SCEE are back with this years installation of their F1 racing series of games, as expected the game takes all the tracks and racers from the real Formula One series and places them onto the PS2 for your gaming pleasure.
Formula One 2005 is strikingly accurate in recreating the handling and general feel of Formula One racing, even things like the weight of the amount of fuel your car is loaded with will affect its performance and as with the majority of modern racers there are screens full of sliders and buttons for you to use in customising the setup of your racing machine.
Unfortunately for the game the majority of people do not know the ins and outs of customising a Formula One car for performance and so some handy presets are provided, should you want to become particularly savvy at setting up the options yourself you may need to wade through several pages of the games included virtual encyclopaedia of Formula One racing theory. Furthermore you can customise the driver with your own face via the Eyetoy hardware if you have it.
The atmosphere of high speed racing is presented well here, the sense of speed comes not only from the fact that the game really is fast but is enhanced through the use of motion blur and of course the high pitched scream of F1 cars engines. Unfortunately the realism doesn't extend as far as being able to send your car screaming off of the track and shooting up into the air via an obstacle or opponent like happens in real F1 racing sometimes and in Formula One 2005 - as with so many other racing games - the player is asked to suspend disbelief and take it that when a car hits a wall full on at hundreds of kilometres and hour it will simply bounce backwards a few feet, although if realistic F1 crashes were included here I suspect that many players would crash on purpose just to see them and there would probably be a minigame revolving around spectacular smashes at silly speeds.

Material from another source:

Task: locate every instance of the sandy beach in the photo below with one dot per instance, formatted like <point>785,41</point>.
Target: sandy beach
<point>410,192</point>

The actual racing sections of the game are very well done this time around, race meetings come with two practice sessions should you feel you need them, followed by a qualifier and then the actual racing event itself. Passing the chequered flag first will require skilled driving and cornering as the A.I opposition seem very comfortable indeed behind the wheel and you will not be gaining pole position on the higher difficulties if you are not adept at sticking to the track and making best use of the racing line, should you wish the game can display a virtual racing line overlay on the track for you to attempt to follow accurately.

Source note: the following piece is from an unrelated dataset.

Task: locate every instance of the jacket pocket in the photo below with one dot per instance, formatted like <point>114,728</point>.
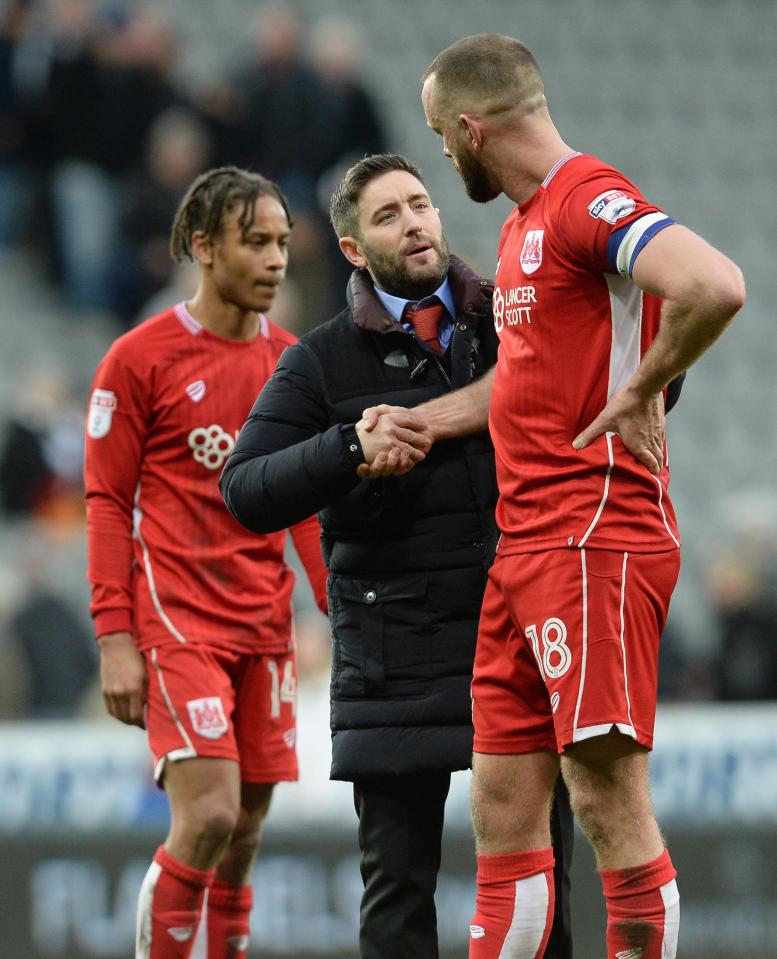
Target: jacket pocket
<point>380,640</point>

The controls are all analogue as you would expect but in this game this means you need to really apply pressure to the X button in order to maintain top speeds, I mean really shove the button in and hold it that way which can get uncomfortable after a while.
As mentioned earlier the game engine will take into account the weight of your fuel to add to the realism, also the fact that tyres heat up after a while and reach optimum grip is calculated for, SCEE appear to have gone all out in getting the realism of the driving just right.
As well as the virtual racing line Formula One 2005 can provide all manner of assistance to the player if required, you can switch on spinout protection, steering and braking assistance and a cornering indicator amongst a few other little helping hands which can be toggled on and off mid-race from the pause menu.
An annoyance I have with Formula On 2005 is that it seems to be forever accessing the memory card every time you do anything in the menus, making a simple change to the options or changing menu screens usually means that you will be left staring at the screen for a few seconds while the game saves the changes, while I have no problem with autosaving it seems to happen far too often here.
The graphics may be the best so far in the series but there are a number of better looking racers out there on PS2, still the graphics engine in Formula One 2005 does the job nicely, the cars all look realistic and well modelled and the tracks are of the same quality, coming off the track means your tyres will take on the surface of whatever you drove over (grass, gravel) for a while and although the tracks do seem a bit bare in terms of scenery to be fair this is the way that F1 tracks usually do look.
In the most simple mode of play 'Instant Race' you can just jump into the driving seat after choosing a racer and track, going up a step from that you have the 'Weekend Meeting' mode in which you can race the practice sessions of Friday and Saturday before qualifying and finally racing the course.
A step further in from here you can race a whole season in Formula One and finally in the single player modes you have the option to simulate a drivers whole career beginning with having to race a tryout for a racing team of your choice.
Also you can take the racing online and compete in a field of ten gamers for pole position, connecting to the online content is very easy if you have a broadband provider that sorts out you IP address and DNS settings automatically for you as most do, you will need a playcenter username and password to play though.
As you progress you can also unlock extra cars, helmets and an extra track if you meet set criteria which are viewable under the 'Achievments' section of the main menu under which you may also access your trophy room.
As with any other videogame based on a sport one of the main factors that will determine how well a player receives Formula One 2005 will depend on how much the player actually enjoys the sport, fans of F1 racing will want to check this out as it's a very good simulation of the sport and a good knowledge of Formula One racing techniques will certainly give a player an advantage over a player who does not follow the sport at all.
The game is good fun and very fast but suffers from the fact that it can get repetitive after a while as the majority of the tracks look virtually the same.